Considerable inter-individual variation (welcome to animal behavior!) Essentially similar patterns, but extremely pronounced for F2. Note the wide range of movement rates: from well under 0.1 m / min to well over 20 m / min, with consistent means (when active) of around 10 m/min. Given the extremely high resolution of the data, there is a high likelihood that GPS data errors are artifically increasing speeds.

  1. Extremely valuable extra credit: Fit some smoother (e.g. a GAM model or a LOESS smoother) to those movement rates across the year.

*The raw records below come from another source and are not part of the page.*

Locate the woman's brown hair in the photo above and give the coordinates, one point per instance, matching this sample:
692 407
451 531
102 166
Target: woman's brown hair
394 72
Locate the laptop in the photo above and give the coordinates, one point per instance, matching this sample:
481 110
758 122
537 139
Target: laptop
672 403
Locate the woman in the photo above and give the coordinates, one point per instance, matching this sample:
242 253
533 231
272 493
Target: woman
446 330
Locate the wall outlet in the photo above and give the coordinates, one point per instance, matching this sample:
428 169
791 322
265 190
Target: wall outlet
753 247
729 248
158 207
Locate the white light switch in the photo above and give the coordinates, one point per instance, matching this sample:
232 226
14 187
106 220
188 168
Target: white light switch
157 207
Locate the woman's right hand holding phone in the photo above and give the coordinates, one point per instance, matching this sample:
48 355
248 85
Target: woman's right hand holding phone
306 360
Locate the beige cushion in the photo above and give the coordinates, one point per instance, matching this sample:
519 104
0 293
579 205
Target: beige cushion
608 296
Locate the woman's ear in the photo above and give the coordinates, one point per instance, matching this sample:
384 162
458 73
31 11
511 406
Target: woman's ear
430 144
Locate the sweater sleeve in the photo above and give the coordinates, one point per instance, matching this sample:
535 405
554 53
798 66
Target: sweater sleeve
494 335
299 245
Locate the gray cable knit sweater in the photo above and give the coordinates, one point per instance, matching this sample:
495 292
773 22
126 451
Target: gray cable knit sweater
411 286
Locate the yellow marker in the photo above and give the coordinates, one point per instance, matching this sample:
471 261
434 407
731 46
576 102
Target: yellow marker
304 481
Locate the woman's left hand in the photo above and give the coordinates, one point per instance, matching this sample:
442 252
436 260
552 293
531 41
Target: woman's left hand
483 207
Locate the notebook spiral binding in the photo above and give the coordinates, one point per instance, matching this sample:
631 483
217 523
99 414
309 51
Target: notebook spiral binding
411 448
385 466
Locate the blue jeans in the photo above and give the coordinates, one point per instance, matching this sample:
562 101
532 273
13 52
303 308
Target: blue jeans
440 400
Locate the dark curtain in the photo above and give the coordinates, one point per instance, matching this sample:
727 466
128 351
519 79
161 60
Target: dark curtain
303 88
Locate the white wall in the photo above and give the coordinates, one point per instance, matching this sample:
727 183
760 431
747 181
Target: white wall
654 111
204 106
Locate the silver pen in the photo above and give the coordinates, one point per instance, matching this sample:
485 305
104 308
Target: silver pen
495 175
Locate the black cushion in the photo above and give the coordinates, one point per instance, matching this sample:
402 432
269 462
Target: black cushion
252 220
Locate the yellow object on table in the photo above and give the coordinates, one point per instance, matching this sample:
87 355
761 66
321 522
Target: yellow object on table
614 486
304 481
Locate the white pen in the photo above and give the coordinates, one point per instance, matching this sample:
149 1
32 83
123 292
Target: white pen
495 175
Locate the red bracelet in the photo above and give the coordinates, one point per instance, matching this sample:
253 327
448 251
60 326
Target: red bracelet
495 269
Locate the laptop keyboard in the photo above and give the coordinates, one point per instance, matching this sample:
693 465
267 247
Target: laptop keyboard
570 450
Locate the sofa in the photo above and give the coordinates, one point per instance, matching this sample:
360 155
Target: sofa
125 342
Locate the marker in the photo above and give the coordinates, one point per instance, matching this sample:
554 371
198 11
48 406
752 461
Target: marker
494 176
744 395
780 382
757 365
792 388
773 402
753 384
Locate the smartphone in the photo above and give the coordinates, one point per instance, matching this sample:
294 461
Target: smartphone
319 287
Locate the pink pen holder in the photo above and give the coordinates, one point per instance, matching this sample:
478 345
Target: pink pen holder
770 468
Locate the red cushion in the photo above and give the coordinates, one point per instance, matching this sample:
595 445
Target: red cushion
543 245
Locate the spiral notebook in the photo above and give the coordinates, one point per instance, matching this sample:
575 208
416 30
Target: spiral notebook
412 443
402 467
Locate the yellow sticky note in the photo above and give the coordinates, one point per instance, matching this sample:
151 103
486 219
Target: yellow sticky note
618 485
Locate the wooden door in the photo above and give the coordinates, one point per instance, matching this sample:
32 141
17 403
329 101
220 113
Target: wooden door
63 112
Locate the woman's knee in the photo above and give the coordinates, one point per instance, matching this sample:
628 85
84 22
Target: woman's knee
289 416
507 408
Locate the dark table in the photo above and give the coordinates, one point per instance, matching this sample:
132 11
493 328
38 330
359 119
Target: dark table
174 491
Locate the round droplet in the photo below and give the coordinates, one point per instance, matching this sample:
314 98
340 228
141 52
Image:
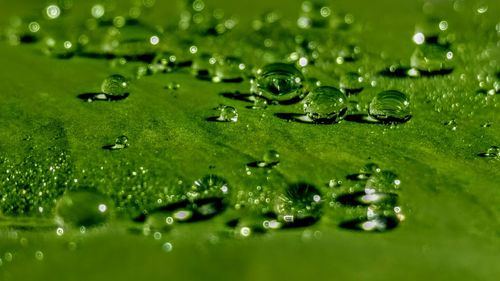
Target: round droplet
362 198
432 59
391 107
60 48
300 205
352 82
385 181
271 157
83 208
279 82
227 114
377 224
115 86
121 142
326 105
492 152
229 69
209 186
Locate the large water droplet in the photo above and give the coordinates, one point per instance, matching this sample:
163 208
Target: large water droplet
390 107
279 82
83 208
325 105
115 86
299 206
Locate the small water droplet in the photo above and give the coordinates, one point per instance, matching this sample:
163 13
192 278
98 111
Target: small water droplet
432 59
173 86
279 82
300 205
491 152
209 186
227 114
83 208
52 11
326 105
352 83
121 142
361 198
384 181
377 224
167 247
115 86
39 255
390 107
229 69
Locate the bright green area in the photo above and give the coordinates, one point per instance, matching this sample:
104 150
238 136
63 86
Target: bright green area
449 195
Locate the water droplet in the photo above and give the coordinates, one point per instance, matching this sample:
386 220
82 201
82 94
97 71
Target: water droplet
390 107
83 208
115 86
121 142
97 11
167 247
299 206
325 105
432 31
209 186
173 86
279 82
492 152
271 157
362 198
39 255
351 83
432 59
227 114
229 69
384 181
378 224
365 172
60 48
53 11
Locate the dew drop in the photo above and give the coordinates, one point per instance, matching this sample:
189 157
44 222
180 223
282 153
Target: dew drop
279 82
53 11
432 59
39 255
227 114
271 157
378 224
390 107
491 152
58 48
229 69
299 206
385 181
351 82
115 86
209 186
83 208
121 142
326 105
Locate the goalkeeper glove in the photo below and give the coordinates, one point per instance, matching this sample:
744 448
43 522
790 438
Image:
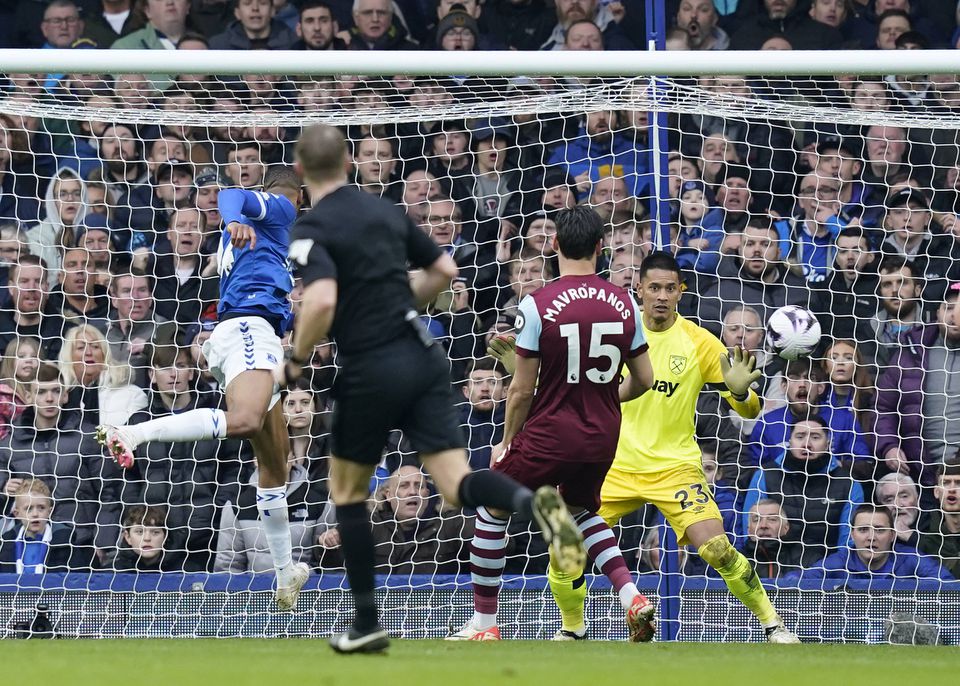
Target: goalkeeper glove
503 348
739 372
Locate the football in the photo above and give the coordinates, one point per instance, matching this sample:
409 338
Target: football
793 332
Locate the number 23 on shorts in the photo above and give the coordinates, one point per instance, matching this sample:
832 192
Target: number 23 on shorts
695 493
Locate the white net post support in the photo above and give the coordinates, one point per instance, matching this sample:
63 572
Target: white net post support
773 125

Here’s a nice comparison of patterns across individuals:

require(lubridate)
fisher.mr %>% mutate(timeofday = hour(time) + minute(time)/60) %>% 
  ggplot(aes(timeofday, move.rate, col = id)) + 
  ylab("movement rate: m/min") + 
  geom_smooth(method = "gam")  + 
  scale_y_log10()

The geom_smooth function plops down a smoother (in this case “gam”) in a very naive way. In fact, the confidence intervals here are WAY too narrow because of autocorrelation in the movement data - something we’ll learn about more later in the class. But the overall pattern is clear. If you want to find an active fisher in the winter, you’re much better off just about any time between 6pm and 5am. But don´t expect to find anyone at noon.

Fisher With A Broken Tail. Jackson Beardy (Aniishinabe). 1972 According to Ojibwe legend, the fisher saved humanity from endless winter, and was immortalized in a constellation (Ursa Major) when the sky people broke his tail.